Ad ogni modo, volendo tornare alla nostra tormentata vita moderna, quasi tutti sappiamo cosa vuol dire sentirsi stressati per esperienza. Deve essere ben chiara una cosa quando si parla di stress, e cioè che non ha solo effetti negativi.

Come spesso accade, dipende dalle dosi e da come si gestisce la cosa. Se lo stress è circoscritto a un periodo relativamente breve, può anche fare da stimolo a lavorare più proficuamente. Se invece lo stato di apprensione diventa cronico o comunque dura troppo a lungo, i suoi effetti possono essere logoranti e innumerevoli, declinabili a ciascuno di noi. Fisici e mentali.  Tra essi si annoverano acne, insonnia, gonfiore, ansia, depressione, perdita di appetito e di capelli, ma anche tumori e mutazioni. Sembra infatti esserci- secondo studi recenti- un legame tra mutazioni genetiche o insorgenza di tumori e periodi di stress prolungati. Una persona stressata tende inoltre a isolarsi, a essere sedentaria o lunatica, irascibile e capace di un  basso livello di concentrazione  per la stanchezza.

Le cause sono molteplici : situazioni familiari disagevoli, problemi a lavoro, nello studio, nella vita sociale … Ognuno di noi ha la propria “bestia nera” e, a parità di situazione, c’è chi riesce a gestirla mirabilmente, chi ne fa un dramma, chi non la coglie nemmeno. Anche il perfezionismo è causa di stress. Con “perfezionismo” si intende la tendenza a non accettare alcuna imperfezione.

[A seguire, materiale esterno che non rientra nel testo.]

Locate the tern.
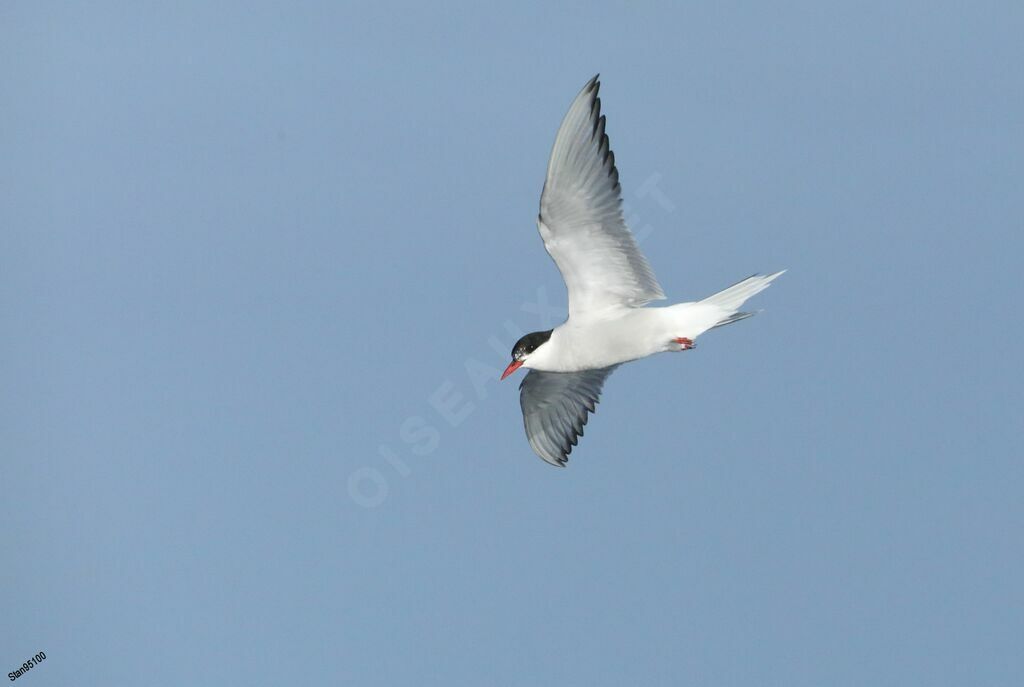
[502,75,785,467]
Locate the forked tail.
[700,269,785,329]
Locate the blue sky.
[0,2,1024,686]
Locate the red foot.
[673,337,697,350]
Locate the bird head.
[502,330,552,379]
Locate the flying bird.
[502,75,785,467]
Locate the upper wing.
[538,77,665,317]
[519,366,618,467]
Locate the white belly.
[523,303,722,372]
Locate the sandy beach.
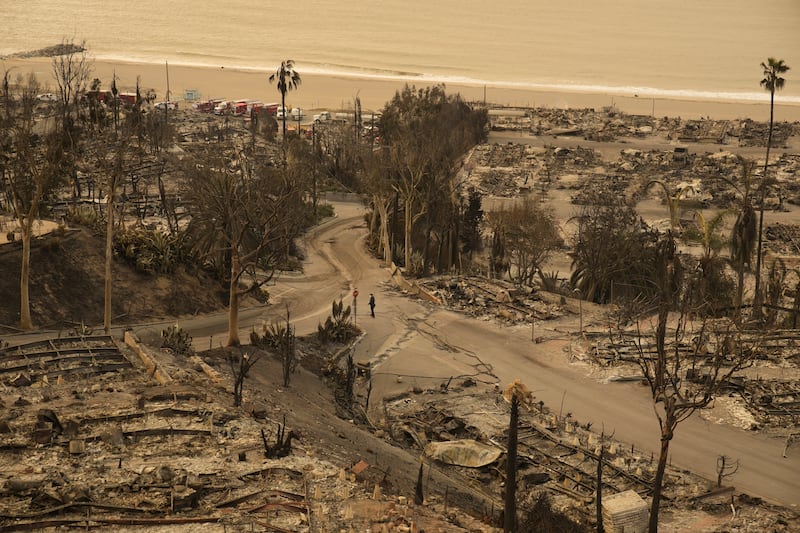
[0,58,800,122]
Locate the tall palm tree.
[269,59,302,139]
[753,57,789,318]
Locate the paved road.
[234,198,800,508]
[6,198,800,508]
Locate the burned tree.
[635,235,757,533]
[228,352,261,407]
[0,75,70,329]
[185,147,303,346]
[503,380,533,533]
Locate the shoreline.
[6,57,800,122]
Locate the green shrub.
[161,324,194,355]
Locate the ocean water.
[0,0,800,103]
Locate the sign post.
[353,289,358,326]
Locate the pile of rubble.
[0,336,491,531]
[384,381,796,531]
[417,276,565,324]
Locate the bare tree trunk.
[374,196,392,266]
[103,191,114,334]
[228,250,241,346]
[503,396,519,533]
[753,89,775,320]
[403,198,413,272]
[19,224,33,329]
[647,431,672,533]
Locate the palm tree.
[269,59,302,139]
[753,57,789,318]
[720,156,756,319]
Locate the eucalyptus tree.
[633,234,760,533]
[379,85,487,274]
[488,196,562,286]
[269,59,303,139]
[753,57,789,318]
[0,76,71,330]
[183,145,303,346]
[722,156,757,317]
[51,39,92,144]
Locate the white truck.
[314,111,331,124]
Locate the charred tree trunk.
[647,430,672,533]
[503,396,519,533]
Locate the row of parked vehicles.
[192,98,331,123]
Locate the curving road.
[6,196,800,509]
[202,198,800,509]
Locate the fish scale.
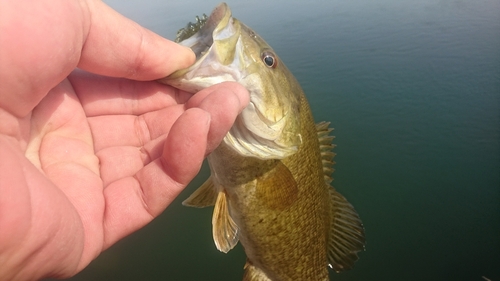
[160,3,365,281]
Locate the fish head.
[159,3,303,159]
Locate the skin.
[0,0,248,280]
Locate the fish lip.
[179,3,231,61]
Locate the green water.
[63,0,500,281]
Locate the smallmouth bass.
[160,3,365,281]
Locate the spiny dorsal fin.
[327,188,365,272]
[182,177,217,208]
[212,191,238,253]
[243,259,272,281]
[316,122,335,184]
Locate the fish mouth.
[159,3,302,159]
[175,3,228,60]
[159,3,245,93]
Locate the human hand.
[0,0,248,280]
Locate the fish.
[159,3,366,281]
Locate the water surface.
[64,0,500,281]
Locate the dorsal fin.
[328,187,365,272]
[182,176,217,208]
[316,122,335,184]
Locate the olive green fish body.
[160,3,365,281]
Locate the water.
[63,0,500,281]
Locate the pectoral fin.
[182,177,217,208]
[212,191,238,253]
[328,188,365,272]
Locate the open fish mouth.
[175,5,232,60]
[160,3,302,159]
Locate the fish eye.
[261,51,278,68]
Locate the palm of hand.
[0,72,241,275]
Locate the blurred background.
[57,0,500,281]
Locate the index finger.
[78,1,195,80]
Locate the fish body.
[161,3,365,281]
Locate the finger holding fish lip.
[186,82,250,153]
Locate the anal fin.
[212,191,238,253]
[243,259,272,281]
[328,188,365,272]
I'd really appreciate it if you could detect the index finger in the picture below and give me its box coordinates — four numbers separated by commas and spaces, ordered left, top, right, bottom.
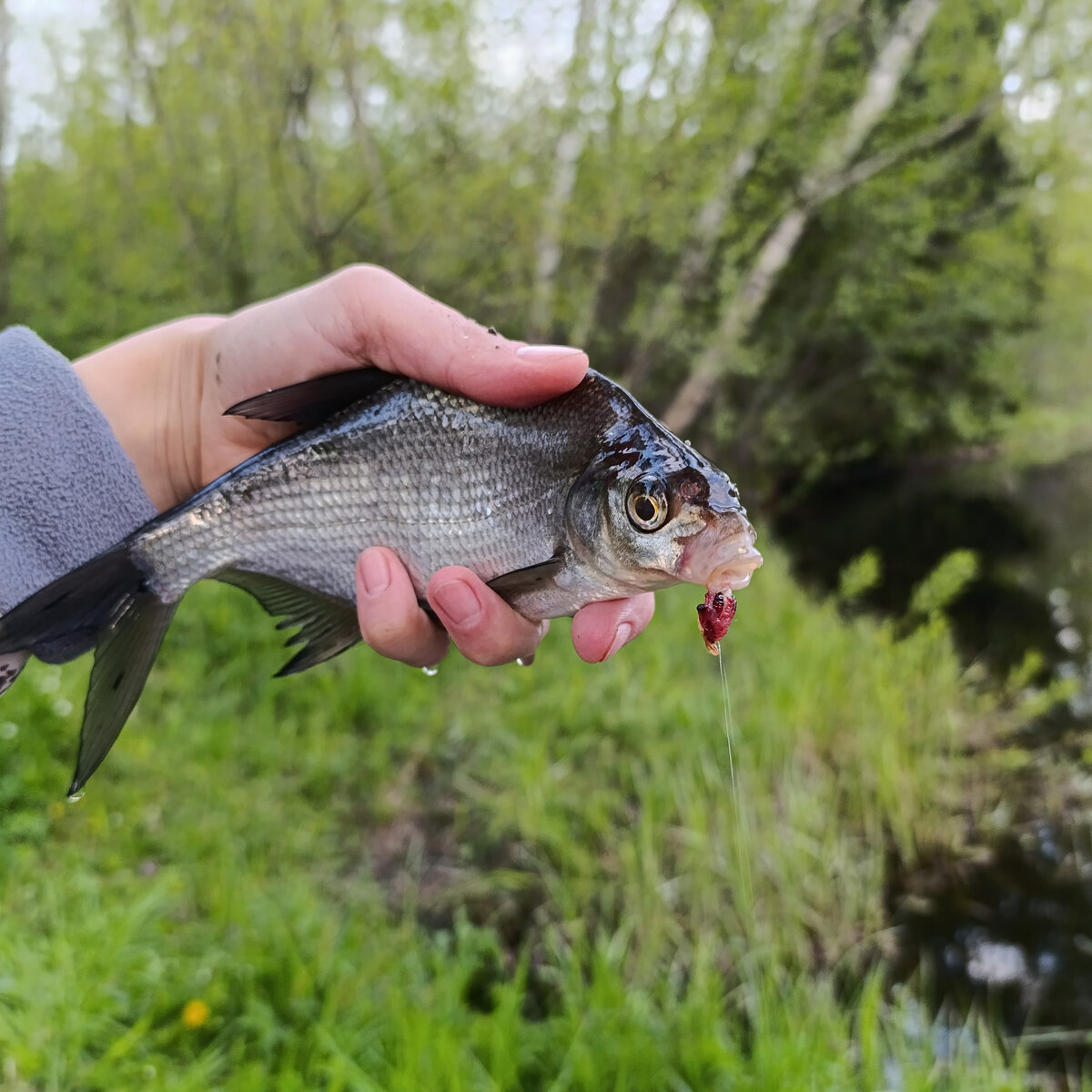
227, 266, 588, 406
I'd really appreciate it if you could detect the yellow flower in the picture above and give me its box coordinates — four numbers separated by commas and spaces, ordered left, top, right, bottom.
182, 998, 208, 1028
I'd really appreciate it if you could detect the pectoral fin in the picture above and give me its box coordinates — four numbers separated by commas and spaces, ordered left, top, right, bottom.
217, 569, 360, 677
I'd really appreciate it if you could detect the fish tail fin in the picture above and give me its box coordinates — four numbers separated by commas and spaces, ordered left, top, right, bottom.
0, 541, 177, 793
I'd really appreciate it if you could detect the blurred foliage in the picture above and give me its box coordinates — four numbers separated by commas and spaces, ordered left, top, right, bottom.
0, 552, 1039, 1092
0, 0, 1092, 1092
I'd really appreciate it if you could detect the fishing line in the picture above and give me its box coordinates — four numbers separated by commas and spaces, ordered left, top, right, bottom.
716, 655, 754, 935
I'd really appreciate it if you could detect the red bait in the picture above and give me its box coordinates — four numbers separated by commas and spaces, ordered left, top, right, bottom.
698, 592, 736, 656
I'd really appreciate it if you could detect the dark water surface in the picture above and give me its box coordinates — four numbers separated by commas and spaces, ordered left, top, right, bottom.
775, 452, 1092, 1074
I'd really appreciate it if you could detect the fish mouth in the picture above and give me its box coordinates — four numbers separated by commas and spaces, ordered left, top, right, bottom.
678, 521, 763, 592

Ho voluto la perfezione e ho rovinato quello che andava bene, asseriva Claude Monet: e aveva ben ragione perché, sebbene la ricerca della perfezione in certi casi ci stimoli a fare del nostro meglio, quando diventa ossessiva si rivela deleteria. Il perfezionismo si manifesta negli ambienti di scuola e lavoro, dove troviamo l’ansia di avere risultati ottimi e immediati, ma anche nella sfera sociale: è perfezionista chi si modifica per apparire accattivante in società e le studia tutte pur di fare colpo; dunque anche chi compra certi articoli per essere alla moda e chi si dispera per un etto in più è perfezionista.

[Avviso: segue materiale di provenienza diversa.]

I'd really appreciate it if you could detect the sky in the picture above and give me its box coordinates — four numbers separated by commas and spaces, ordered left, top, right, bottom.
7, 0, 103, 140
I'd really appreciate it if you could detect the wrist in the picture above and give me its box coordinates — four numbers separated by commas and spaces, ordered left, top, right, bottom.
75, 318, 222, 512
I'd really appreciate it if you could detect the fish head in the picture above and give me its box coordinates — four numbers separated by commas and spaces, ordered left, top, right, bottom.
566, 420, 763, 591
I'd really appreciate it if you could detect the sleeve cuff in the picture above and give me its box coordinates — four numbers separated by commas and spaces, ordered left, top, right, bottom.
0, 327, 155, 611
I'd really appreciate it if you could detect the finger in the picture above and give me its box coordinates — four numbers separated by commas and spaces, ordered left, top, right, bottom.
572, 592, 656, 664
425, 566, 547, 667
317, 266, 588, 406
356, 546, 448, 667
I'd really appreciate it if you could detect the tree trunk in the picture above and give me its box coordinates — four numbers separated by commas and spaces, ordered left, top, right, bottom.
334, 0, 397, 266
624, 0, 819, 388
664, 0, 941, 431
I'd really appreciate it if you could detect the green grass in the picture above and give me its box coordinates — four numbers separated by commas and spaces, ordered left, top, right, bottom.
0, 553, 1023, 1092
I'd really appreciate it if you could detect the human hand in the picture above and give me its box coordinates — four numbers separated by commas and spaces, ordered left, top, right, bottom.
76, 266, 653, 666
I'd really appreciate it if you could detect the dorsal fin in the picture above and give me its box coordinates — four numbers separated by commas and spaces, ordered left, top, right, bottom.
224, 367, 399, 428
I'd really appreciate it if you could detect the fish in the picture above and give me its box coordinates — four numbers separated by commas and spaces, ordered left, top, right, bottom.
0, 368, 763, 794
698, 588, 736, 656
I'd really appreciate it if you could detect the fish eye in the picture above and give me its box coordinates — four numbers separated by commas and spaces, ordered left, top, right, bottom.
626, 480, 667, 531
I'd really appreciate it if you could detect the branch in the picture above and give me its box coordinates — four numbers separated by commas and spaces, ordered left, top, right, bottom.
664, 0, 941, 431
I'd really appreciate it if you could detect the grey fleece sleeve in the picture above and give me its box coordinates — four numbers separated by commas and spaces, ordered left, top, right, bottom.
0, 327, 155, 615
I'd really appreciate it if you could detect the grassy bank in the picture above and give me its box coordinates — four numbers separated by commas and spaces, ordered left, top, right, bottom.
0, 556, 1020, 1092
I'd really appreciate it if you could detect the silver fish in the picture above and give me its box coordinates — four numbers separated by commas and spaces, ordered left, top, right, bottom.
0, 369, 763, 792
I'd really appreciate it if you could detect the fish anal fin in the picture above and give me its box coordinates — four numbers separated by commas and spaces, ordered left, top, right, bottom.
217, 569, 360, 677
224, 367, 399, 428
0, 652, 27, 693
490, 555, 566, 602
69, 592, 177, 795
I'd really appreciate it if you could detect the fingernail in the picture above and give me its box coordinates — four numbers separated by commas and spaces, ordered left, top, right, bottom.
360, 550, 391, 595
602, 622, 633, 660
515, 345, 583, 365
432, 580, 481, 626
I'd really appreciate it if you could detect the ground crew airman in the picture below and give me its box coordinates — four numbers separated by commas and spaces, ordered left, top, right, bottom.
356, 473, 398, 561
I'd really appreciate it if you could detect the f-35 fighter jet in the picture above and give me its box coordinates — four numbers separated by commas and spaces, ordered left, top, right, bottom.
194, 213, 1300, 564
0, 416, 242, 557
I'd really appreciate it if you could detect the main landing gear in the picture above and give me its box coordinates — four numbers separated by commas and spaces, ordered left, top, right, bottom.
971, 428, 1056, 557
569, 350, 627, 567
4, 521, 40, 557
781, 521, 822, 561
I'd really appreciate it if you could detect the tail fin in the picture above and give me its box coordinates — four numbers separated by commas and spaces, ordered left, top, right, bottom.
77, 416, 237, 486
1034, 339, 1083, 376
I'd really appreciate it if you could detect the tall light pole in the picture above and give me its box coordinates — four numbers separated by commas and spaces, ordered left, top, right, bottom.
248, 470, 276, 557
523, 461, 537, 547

Come non citare, in ultima battuta, l’eccezionale caso del lockdown alias fonte di stress? Sono nate schiere di ipocondriaci, anche tra i giovani. La nomofobia (terrore di rimanere non connessi mediante il cellulare) ha fatto innumerevoli vittime. L’ansia sociale (paura di essere umiliati di fronte agli altri e criticati) o anche il semplice senso di solitudine hanno raggiunto il culmine della diffusione, soprattutto tra i giovani. Complottismo, fanatismo, nuovi dissidi e diffidenze hanno corroso in parte la nostra umanità, guastando ulteriormente le relazioni interpersonali. Insomma, una società già complessa quale quella moderna, che doveva ancora metabolizzare consapevolezze e responsabilità nuove, ha ricevuto il colpo di grazia con la chiusura da pandemia e la sofferenza che essa ha portato.

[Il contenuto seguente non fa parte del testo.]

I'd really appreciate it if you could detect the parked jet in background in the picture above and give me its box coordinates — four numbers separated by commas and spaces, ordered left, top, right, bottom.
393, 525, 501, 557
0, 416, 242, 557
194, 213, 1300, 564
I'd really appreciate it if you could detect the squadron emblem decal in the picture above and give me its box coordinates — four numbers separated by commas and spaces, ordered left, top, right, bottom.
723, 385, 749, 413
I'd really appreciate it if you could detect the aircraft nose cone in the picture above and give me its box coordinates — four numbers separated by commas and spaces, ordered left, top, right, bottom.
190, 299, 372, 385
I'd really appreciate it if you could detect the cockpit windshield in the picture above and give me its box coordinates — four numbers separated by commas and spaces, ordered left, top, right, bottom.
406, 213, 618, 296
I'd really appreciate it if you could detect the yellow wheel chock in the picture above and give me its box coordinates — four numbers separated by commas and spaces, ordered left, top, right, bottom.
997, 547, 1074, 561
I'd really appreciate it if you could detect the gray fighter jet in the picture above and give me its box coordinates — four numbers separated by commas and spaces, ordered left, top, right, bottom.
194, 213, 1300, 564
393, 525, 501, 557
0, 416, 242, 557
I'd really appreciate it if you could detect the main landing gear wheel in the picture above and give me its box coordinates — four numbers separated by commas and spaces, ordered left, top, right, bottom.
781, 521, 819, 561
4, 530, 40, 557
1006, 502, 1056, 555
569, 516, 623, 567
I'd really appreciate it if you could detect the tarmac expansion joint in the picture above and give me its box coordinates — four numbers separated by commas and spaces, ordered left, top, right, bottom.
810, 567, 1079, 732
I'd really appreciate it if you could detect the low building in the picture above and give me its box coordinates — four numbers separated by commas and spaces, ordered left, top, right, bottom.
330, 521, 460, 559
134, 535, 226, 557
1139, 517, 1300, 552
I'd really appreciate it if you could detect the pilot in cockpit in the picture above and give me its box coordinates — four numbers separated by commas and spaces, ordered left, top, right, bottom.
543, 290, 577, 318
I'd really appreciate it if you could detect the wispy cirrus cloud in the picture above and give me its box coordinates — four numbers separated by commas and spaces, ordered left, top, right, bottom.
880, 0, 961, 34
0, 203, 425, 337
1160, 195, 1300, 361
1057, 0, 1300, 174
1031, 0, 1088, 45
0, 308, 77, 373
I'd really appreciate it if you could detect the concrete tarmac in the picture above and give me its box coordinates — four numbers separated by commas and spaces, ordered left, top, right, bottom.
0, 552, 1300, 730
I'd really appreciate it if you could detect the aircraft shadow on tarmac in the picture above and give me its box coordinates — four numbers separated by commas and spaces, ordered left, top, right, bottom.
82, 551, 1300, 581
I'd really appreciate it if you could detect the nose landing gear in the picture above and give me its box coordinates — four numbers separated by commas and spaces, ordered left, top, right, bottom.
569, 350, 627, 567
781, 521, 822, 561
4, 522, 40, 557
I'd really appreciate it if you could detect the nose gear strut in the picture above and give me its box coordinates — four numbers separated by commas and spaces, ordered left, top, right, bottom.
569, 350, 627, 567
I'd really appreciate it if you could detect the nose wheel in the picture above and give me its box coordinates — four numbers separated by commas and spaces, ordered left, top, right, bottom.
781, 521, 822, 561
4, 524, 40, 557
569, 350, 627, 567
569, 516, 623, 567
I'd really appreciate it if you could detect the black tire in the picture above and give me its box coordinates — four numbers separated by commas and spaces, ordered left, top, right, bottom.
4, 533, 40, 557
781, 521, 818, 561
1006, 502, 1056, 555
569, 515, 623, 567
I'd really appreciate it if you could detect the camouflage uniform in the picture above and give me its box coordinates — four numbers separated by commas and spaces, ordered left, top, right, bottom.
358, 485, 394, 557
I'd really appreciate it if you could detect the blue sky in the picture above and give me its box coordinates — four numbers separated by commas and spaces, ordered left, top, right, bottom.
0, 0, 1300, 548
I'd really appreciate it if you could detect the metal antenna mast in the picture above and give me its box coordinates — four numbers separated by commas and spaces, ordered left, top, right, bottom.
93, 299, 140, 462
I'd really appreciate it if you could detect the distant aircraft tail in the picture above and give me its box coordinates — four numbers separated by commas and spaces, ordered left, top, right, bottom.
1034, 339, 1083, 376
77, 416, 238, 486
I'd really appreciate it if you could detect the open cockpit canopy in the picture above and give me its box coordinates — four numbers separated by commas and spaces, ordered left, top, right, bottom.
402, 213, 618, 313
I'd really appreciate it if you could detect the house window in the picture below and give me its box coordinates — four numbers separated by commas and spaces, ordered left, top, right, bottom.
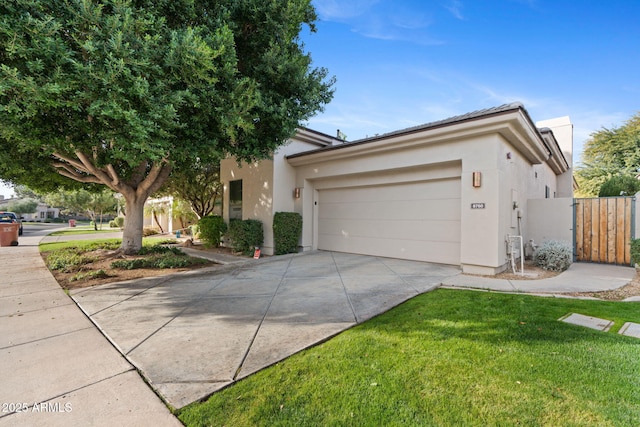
229, 179, 242, 219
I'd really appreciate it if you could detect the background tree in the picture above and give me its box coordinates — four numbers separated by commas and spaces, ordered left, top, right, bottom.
162, 161, 222, 219
45, 188, 117, 230
143, 203, 168, 233
598, 175, 640, 197
576, 113, 640, 197
171, 199, 199, 229
5, 199, 38, 216
0, 0, 333, 253
13, 185, 43, 201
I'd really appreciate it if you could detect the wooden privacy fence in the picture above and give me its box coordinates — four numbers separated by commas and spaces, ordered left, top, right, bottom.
574, 197, 636, 265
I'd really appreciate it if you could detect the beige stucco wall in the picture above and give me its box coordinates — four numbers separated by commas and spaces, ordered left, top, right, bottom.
296, 128, 556, 274
220, 139, 328, 255
221, 114, 570, 274
525, 197, 574, 246
536, 116, 573, 197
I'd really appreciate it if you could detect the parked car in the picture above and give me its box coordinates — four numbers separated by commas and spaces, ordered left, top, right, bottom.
0, 211, 22, 236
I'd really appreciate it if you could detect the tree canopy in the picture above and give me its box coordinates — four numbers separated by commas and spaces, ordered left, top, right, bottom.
0, 0, 334, 252
576, 113, 640, 196
161, 160, 222, 218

Infine è di fatale importanza come ci si comporta per uscire da una situazione stressante : se si reagisce con una riflessione sull’entità del problema, studiandone cause e soluzioni –  e anche chiedendo aiuto a una persona vicina o a uno psicoterapeuta-, la strada è quella giusta. Per evitare lo stress è consigliato da studi attendibili praticare esercizio fisico e rilassamento e passare tempo in compagnia di persone care. Anche circondarsi di un ambiente pulito e ordinato sembra avere un effetto positivo su una persona sotto stress (certo finché non diventa maniacale la volontà di tenere tutto in ordine!). Se però si fa ricorso a cure che non combattono la radice del malessere ma lo affrontano solo in superficie, finiamo col cercare rifugio in trappole, come consumo eccessivo di cibo o caffè, fumo, uso di droga o medicinali il cui abuso è comunque nocivo.

Troppo spesso ingigantiamo i disagi del nostro quotidiano, quando invece è necessario imparare a stabilire le vere priorità e tenere a bada lo stress; questo serve a vivere il più serenamente possibile, cosa che tutti in genere si augurano.